Matrix Multiplication Along Axis

Thomas_Ahle · November 4, 2022, 5:33pm

I have a bunch of matrices M1, M2, …, Mk in a tensor of shape (k, d, d). I want to compute the matrix product M1 @ M2 @ … @ Mk. This would give an output tensor of shape (d, d). Is there a fast way to do this in PyTorch?

I looked at some questions that claim to be about this How do do matrix multiplication (matmal) along certain axis? and Matrix multiplication along specific dimension , but they seem to be concerned with normal tensor contraction, as can be done with einsum. I don’t think einsum can solve my problem. Or am I missing something?

AlphaBetaGamma96 · November 4, 2022, 6:54pm

Hi @Thomas_Ahle,

You can use torch.linalg.multi_dot, which will compute the optimal ordering of your k number of matrices. Although, you’ll need to pass your (k, d, ,d) tensor as a list of matrices instead. That can be done through list comprehension.

import torch
matrices = torch.randn(4, 6, 6)
torch.linalg.multi_dot([m for m in matrices])
"""
returns 
tensor([[-20.4766, -18.9575,   2.6211,  -9.0951,   7.8230,   6.8106],
        [ 13.0261,   5.3627, -18.5586,  -5.2984, -24.7720,   0.4994],
        [  6.4090,  14.7333,   2.8740,   3.7405,   5.7821,  -7.2868],
        [ -2.2964,   0.6236,   8.3580,  -0.3444,   5.8850,  -6.5138],
        [-14.0015,  -8.9284,  15.0120,   0.9839,  18.0842,  -0.1127],
        [-10.8341,  -0.6622,   9.4417,   2.6874,  19.8331,   1.5707]])
"""

Thomas_Ahle · November 20, 2022, 7:34am

Hi @AlphaBetaGamma96, the ordering doesn’t matter so much for me, since the matrices are all square.

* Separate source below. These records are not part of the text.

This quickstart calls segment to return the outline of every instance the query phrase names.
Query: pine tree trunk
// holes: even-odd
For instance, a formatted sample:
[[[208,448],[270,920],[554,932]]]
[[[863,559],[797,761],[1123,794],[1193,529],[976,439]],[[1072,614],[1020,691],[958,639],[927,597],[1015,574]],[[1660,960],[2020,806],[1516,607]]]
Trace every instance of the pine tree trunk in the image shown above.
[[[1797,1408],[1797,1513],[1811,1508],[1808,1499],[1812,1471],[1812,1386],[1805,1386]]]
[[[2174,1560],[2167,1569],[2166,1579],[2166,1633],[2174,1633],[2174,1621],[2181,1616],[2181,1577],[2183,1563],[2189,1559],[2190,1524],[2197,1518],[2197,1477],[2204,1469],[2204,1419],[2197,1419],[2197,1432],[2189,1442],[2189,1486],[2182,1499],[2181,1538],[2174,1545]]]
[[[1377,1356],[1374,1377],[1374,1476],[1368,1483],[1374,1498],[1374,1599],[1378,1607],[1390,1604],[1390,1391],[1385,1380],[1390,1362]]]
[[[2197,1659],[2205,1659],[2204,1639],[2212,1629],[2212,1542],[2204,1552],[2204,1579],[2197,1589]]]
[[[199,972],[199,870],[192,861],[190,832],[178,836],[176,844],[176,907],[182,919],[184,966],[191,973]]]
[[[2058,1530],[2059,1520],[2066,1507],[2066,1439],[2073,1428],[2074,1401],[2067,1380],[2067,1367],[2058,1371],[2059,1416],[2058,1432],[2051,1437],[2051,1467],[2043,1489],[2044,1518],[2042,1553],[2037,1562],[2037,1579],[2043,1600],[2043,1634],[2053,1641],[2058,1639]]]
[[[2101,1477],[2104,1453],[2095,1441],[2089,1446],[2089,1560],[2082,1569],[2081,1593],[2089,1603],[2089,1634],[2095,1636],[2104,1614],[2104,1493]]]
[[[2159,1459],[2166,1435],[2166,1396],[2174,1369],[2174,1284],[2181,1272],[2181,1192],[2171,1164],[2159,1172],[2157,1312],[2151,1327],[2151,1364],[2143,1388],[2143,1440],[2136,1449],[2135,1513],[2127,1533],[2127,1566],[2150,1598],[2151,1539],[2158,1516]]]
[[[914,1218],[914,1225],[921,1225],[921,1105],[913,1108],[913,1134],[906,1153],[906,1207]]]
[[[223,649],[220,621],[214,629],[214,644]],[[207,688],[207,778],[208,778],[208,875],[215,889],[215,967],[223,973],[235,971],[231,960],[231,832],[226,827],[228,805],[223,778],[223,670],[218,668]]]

What I want to achieve is avoiding the python loop.

I tried timing the simple

def mymul(mats):
  res = mats[0]
  for mat in mats[1:]:
    res @= mat
  return res

against multi_dot:

>>> matrices = torch.randn(10**3, 2, 2)
>>> %timeit mymul(matrices)
3.72 ms ± 24.4 µs per loop (mean ± std. dev. of 7 runs, 100 loops each)
>>> %timeit torch.linalg.multi_dot(list(matrices))
585 ms ± 14.2 ms per loop (mean ± std. dev. of 7 runs, 1 loop each)

So torch.linalg.multi_dot(matrices) is more than 100x slower than the naive python version. I also tried 10^4 matrices, but then multi_dot just crashed.